Postgraduate loans go up to a maximum of £10,906. It is up to the student to decide how they want to divide the loan between paying course fees and living costs.

Future finance loans

The biggest private student loan provider in the UK is Future Finance. Loans range from £2,000 - £40,000, covering both tuition fees and living costs.

These loans are also available to EU and international students, as well as those from the UK.

To secure a Future Finance loan, you need to apply six months before you start your postgraduate course. To find out more about the loan and see if you are eligible, go to the Future Finance website.

Graduate bank loans

Loans for postgraduate study are also available from many high street banks. A graduate loans is a viable way to fund the GDL, but you should exhaust all your other options first.

Loans range from £1,000 to £15,000 and are subject to a suitability assessment. Contact your bank to find out what support it may be able to provide.

Inns of Court scholarships

For information about the scholarships available at each of the four Inns of Court, go to the Inns of Court Scholarships section. 

Between them, the four Inns of Court offer millions of pounds in awards every year. They umbrella term 'award' is used to describe all scholarships, bursaries and grants.

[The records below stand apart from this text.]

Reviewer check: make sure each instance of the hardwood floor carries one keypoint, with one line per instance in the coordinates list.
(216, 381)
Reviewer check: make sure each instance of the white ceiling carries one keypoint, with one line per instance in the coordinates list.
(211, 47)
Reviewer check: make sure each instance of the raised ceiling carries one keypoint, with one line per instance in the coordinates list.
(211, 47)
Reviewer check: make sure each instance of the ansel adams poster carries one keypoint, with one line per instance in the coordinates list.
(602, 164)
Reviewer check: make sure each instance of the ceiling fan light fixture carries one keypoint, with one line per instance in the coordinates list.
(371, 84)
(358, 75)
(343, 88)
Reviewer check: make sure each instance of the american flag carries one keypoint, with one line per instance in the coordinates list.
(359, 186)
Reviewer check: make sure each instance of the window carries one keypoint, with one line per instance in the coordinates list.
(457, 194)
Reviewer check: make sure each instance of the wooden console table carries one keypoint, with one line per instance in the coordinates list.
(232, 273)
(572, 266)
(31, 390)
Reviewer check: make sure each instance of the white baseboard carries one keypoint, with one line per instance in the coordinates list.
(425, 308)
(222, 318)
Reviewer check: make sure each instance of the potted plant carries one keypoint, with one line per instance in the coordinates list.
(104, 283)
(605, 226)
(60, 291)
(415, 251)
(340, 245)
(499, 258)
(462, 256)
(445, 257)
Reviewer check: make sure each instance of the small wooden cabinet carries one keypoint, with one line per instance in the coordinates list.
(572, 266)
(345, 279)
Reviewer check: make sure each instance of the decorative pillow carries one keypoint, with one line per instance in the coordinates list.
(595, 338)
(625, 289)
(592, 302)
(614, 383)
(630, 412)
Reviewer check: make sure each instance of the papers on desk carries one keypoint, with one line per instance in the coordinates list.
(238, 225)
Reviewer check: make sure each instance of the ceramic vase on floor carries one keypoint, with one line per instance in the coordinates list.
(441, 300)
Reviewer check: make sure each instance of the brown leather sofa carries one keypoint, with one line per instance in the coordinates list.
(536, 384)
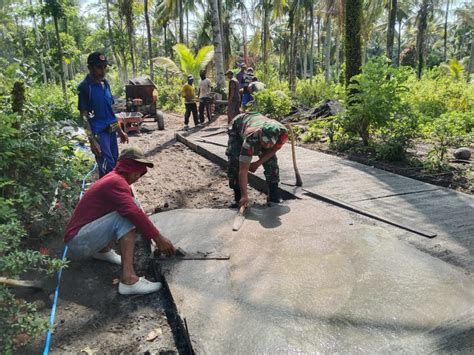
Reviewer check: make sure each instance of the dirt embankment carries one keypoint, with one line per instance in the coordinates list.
(91, 316)
(180, 178)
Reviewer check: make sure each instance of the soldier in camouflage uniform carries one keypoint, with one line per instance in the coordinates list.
(254, 134)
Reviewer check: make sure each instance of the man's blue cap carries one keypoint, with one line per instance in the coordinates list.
(97, 59)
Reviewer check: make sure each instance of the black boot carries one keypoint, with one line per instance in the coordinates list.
(237, 197)
(273, 193)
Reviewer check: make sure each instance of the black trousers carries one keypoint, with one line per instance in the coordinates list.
(204, 105)
(191, 107)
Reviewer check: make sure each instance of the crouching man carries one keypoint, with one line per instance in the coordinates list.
(108, 213)
(254, 134)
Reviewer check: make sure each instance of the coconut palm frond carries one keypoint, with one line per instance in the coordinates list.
(167, 64)
(204, 56)
(185, 56)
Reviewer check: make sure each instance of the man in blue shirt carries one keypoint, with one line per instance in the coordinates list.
(95, 105)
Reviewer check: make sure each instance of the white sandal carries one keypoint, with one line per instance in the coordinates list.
(111, 256)
(141, 287)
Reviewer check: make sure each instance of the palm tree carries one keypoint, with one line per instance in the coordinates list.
(37, 44)
(188, 63)
(56, 11)
(217, 41)
(352, 36)
(372, 9)
(126, 9)
(148, 36)
(401, 15)
(392, 17)
(445, 37)
(420, 36)
(112, 42)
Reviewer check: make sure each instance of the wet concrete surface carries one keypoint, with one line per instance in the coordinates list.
(310, 277)
(418, 205)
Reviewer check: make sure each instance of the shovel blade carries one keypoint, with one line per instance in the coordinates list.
(239, 219)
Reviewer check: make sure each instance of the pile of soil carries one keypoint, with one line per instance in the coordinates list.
(181, 178)
(91, 315)
(458, 176)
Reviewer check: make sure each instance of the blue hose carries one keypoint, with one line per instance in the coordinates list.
(60, 272)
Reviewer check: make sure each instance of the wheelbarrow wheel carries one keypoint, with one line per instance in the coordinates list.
(160, 120)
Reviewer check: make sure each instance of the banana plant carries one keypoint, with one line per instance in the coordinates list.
(187, 63)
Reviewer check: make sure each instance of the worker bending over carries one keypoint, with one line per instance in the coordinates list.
(95, 106)
(254, 134)
(108, 213)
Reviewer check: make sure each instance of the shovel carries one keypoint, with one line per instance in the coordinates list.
(239, 219)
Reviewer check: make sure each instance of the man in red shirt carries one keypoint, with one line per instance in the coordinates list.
(109, 213)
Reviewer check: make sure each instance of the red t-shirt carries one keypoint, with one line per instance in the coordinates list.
(110, 193)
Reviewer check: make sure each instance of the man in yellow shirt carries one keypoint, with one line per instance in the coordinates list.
(190, 102)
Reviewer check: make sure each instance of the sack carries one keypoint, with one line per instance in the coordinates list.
(113, 127)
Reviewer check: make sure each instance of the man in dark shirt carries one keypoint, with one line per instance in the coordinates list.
(240, 75)
(95, 105)
(107, 214)
(233, 103)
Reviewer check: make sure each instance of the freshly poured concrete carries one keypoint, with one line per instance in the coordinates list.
(310, 277)
(405, 201)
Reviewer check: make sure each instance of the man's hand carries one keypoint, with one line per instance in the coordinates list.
(244, 201)
(254, 166)
(165, 246)
(123, 137)
(95, 147)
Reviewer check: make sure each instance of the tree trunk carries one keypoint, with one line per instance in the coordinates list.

Each Inn is a completely separate entity and so the rules governing scholarships differ. Amounts vary from £100 up to £22,000 and all are awarded on merit, although some Inns have awards for certain achievements. Most awards are given to students on the Bar course, but the Inns also have funds available for those on the law conversion.

It’s advisable to apply in the final year of your degree or in the year before starting the law conversion or Bar course. The Inns’ websites have application forms which ask for character details, legal experience, income/funds and references. You can apply for scholarships only at one Inn. If the scholarships committee likes your application, it will invite you to an interview.

For a summary, read our guide to joining an Inn of Court. Contact the Inns direct for more information: www.lincolnsinn.org.ukwww.innertemple.org.ukwww.middletemple.org.uk and www.graysinn.org.uk.

Charities

Some grant-making trusts and charities may offer financial assistance to those seeking to qualify as a barrister. You can find information about grants, loans and other funds from your local education authority awards officer.

Pupillage

As of September 2019, the minimum pupillage award increased from £12,000 to £15,728 a year outside London and £18,436 in London. Prestigious chambers may award pupils more than this.

The minimum pupillage pay level will also increase year on year in line with the recommendations of the Living Wage Foundation.

Reality check

It is important to be aware that around two thirds of Bar course students and graduates never go on to secure a pupillage, so the path to becoming a barrister is a highly expensive one with no guarantee of a career at the end of it. Reflect on whether you have the skills and CV to beat the odds before you enrol on the Bar course.